"Is it the work of a celebrated artist?"
"No; it is the work of our clerical host."
The lady shook her head; she was uncertain whether Count Vavel was making sport of her or of the pastor.
But she understood him when she entered the church. The house consecrated to the service of God had become a hospital, and was crowded with wounded French soldiers. The women of the village, as volunteer nurses, were taking care of them, and performed the task as faithfully as if the invalids were their own sons and brothers. The pastor himself supplied the necessary medicines from his own cupboard; for no army surgeon came here at a time when twenty thousand wounded Frenchmen lay at Aspern, and twenty-two thousand at Wagram.

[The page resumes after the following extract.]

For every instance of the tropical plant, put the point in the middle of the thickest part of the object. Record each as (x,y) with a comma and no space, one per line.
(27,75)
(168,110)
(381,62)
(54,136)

"Is it not an affecting tableau, madame?" said Count Vavel. "It would be a suitable altar-piece for Notre Dame—and the name of its creator deserves perpetuation!"
CHAPTER III
Monsieur le Capitaine Descourcelles rode an excellent horse, was a capital rider, and was plainly very much in love. These three circumstances combined brought back the gallant soldier from Raab by five o'clock in the afternoon.
The captain of the cuirassiers was not a little surprised to find the general's wife playing cards with the hostile leader.
"General Guillaume agrees to everything," he announced immediately, on entering the room. "He will release the ladies he has been holding as prisoners."